Description
Does WASM share a stack with JS? As in, can JS call into WASM and WASM into JS, and all of those invocations occur on the same trusted stack? I think the answer to this speaks directly to fundamental assumptions about what WASM actually is.
Allowing synchronous calls between languages in both directions is equivalent to sharing a stack because of reentrancy and the inability to unwind the stacks independently.
The cost of sharing a stack is that it implicitly requires some meta-spec defining how a "common stack" behaves for WASM and JS. And that doesn't even consider WASM in non-JS environments. How do the following things work with a mixed-language stack?
Exception propagation and handling.
Crash dumps.
Stack inspection for GC.
Coroutines - would need to be supported by all languages on the stack.
Tail call elimination, inlining, etc.
For cases like C and Python, there is a strict embeder / embedee relationship for language mixing that I don't see applying in this case. I can't think of a precedent, but maybe .NET has some examples? I am not familiar.
These issues could be avoided by keeping WASM’s stack separate from JS. This would look like isolates with async messaging. Basically, WASM threads would run in their own "worker" with postMessage, or some sort of program-defined inter-language RPC interface. (This RPC interface could use promises on the JS side to make it more palatable.)
Because WASM threads can block, it would still be possible to emulate sync outcalls from WASM to JS. (And deadlock when talking between WASM modules!) Sync outcalls from WASM could be explicitly supported by the system to allow optimizations (if desired) such as running JS on top of the WASM stack. (But since WASM is always on the bottom of the stack, the spec can pretend as if there is no stack sharing. Coroutines could be supported without taking JS into account, etc.)
Of course, at this point it should be obvious that not sharing takes some of the shine off of the “WASM libraries for JS” use case. Promise-based RPC could not be used to implement JS getters, etc. (Although plumbing APIs such as event handling into WASM as “system APIs” would allow WASM to produce synchronous responses to Web API callbacks. It’s only the user JS => user WASM calls that would need to be async to eliminate stack sharing.)
It might be possible to support stack sharing on some WASM threads but not on others... but that seems like complications would accumulate. You’d still need to specify mixed language stacks, there would be two execution modes, certain functionality wouldn’t work on certain threads, etc.
So, I think the question boils down to this: are we running two interoperable languages in the same VM, or are we running two separate languages that talk to each other? Or are we willing to pay the cost of trying to do both?
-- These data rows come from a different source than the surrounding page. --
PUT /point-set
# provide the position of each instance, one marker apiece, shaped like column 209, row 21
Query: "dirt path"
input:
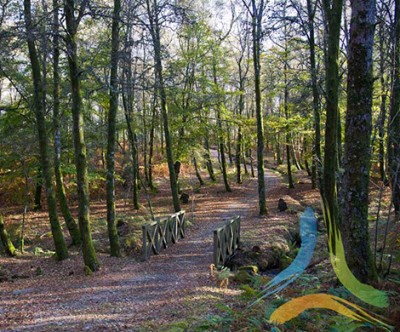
column 129, row 295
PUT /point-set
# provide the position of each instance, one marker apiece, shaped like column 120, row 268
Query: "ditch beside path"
column 127, row 295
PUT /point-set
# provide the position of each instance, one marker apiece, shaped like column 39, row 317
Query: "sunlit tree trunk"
column 333, row 14
column 394, row 119
column 112, row 114
column 256, row 16
column 67, row 215
column 153, row 12
column 58, row 237
column 88, row 251
column 357, row 153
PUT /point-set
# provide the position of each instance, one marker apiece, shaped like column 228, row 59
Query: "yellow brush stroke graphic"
column 364, row 292
column 296, row 306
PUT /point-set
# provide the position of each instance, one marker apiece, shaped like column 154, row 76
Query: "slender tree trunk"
column 198, row 175
column 128, row 107
column 151, row 145
column 155, row 34
column 333, row 19
column 394, row 120
column 228, row 138
column 88, row 251
column 38, row 190
column 220, row 136
column 112, row 114
column 58, row 237
column 256, row 34
column 286, row 101
column 357, row 156
column 67, row 215
column 5, row 239
column 317, row 159
column 207, row 157
column 222, row 152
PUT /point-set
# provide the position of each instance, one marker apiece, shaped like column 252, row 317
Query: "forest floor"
column 42, row 294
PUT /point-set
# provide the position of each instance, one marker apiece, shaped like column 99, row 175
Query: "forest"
column 200, row 165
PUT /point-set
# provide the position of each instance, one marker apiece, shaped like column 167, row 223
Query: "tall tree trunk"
column 155, row 34
column 67, row 215
column 88, row 251
column 317, row 159
column 286, row 108
column 222, row 152
column 207, row 157
column 238, row 155
column 151, row 145
column 112, row 114
column 5, row 239
column 198, row 175
column 220, row 136
column 58, row 237
column 394, row 120
column 357, row 153
column 333, row 19
column 256, row 34
column 128, row 108
column 38, row 190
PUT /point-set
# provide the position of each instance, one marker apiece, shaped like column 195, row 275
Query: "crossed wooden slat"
column 226, row 241
column 162, row 233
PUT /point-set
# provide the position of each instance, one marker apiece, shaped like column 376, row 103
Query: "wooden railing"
column 226, row 241
column 162, row 233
I currently believe there should be no stack sharing because trying to share is a huge can of worms we do not want to open. It’s always possible to add sync incalls / stack sharing later and it’s more difficult to take it away. On the other hand, I understand the charm of not making a hard distinction between WASM code and JS code and let them run in the same VM. I just don’t think that’s what we’re working towards. We’re working towards a world where native code can evolve on the web without being constrained by JS. Sharing a stack creates a fundamental coupling between WASM and JS.